Si consideramos el caso ecuatoriano, esto se advierte con claridad. Todo el esfuerzo de las compañeras por instituir una política de derechos sexuales y reproductivos, en educación, en salud, en participación, durante el primer período del llamado ‘ciclo progresista’ se revirtió por un nuevo pacto de poder en un momento de inestabilidad, que, a pesar de lo sembrado, se resolvió en un giro conservador. Aunque el correísmo promovió algunos avances iniciales, muchas medidas pronto quedaron a medio gas o en el aire. La derogación de Ley de Maternidad Gratuita y Atención a la Infancia en 2014, mediante el desmantelamiento de la unidad ejecutora, ya marca un camino de retirada.

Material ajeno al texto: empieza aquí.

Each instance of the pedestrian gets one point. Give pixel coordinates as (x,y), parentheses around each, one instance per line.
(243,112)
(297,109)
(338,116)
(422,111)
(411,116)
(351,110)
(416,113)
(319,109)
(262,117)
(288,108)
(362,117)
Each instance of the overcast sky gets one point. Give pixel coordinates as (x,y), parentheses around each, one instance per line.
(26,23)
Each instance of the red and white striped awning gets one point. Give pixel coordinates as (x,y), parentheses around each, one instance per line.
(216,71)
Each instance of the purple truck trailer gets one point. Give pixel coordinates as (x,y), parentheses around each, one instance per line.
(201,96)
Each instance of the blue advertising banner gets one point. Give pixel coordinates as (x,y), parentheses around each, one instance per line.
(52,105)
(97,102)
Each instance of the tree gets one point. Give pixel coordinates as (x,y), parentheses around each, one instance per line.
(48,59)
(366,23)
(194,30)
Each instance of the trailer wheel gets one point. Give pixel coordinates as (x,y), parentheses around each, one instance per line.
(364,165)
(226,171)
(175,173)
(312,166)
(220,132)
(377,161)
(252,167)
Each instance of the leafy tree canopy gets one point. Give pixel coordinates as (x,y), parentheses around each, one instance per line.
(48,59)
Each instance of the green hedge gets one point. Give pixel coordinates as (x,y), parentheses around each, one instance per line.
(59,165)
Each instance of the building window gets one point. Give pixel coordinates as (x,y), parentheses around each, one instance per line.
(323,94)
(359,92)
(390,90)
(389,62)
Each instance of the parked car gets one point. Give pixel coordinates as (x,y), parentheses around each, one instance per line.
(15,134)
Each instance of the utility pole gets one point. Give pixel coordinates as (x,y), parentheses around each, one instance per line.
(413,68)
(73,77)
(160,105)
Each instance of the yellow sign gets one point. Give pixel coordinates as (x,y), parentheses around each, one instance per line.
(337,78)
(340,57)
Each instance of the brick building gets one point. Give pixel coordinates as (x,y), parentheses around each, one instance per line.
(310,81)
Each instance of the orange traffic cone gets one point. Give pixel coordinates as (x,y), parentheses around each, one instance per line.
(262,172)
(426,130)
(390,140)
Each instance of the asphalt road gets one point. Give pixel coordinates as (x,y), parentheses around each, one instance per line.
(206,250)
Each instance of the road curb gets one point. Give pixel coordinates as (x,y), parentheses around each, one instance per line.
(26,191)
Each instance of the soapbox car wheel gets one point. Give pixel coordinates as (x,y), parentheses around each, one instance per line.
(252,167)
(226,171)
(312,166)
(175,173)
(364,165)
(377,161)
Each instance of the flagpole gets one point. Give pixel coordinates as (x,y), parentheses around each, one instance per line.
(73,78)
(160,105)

A este le siguió una serie de medidas y declaratorias en las que el presidente, Rafael Correa, reveló la impronta de un gobierno profundamente conservador en materia sexual y de género. Para este ‘católico de izquierdas’, el aborto, las diversidades sexuales y de género, el reconocimiento a todas las expresiones de la familia, etc., pasaron a ser ‘novelerías’ frente a los auténticos problemas que aquejaban al país.2 En el contexto de las movilizaciones reaccionarias en 2016, los mismos procesos de influencia de la de- recha sobre los legisladores, en este caso en relación con la Ley para Prevenir y Erradicar la Violencia contra las Mujeres3 o el Código de Salud, revelan la fragilidad de las propuestas ante los llamados al pánico moral. Ya sea por falta de presupuesto, por inconsistencia legal, por no estar claras las competencias y responsabilidades, o directa- mente por falta de compromiso en su implementación, las iniciativas pueden verse fácilmente truncadas. Es ahí donde, como dice Wendy Brown, reaparece el “hombre en el Estado” (Brown, 1992).

Imagen 1. Debate sobre la despenalización del aborto en caso de violación en la reforma del Código Integral Penal. Asamblea Nacional, Ecuador, 2013.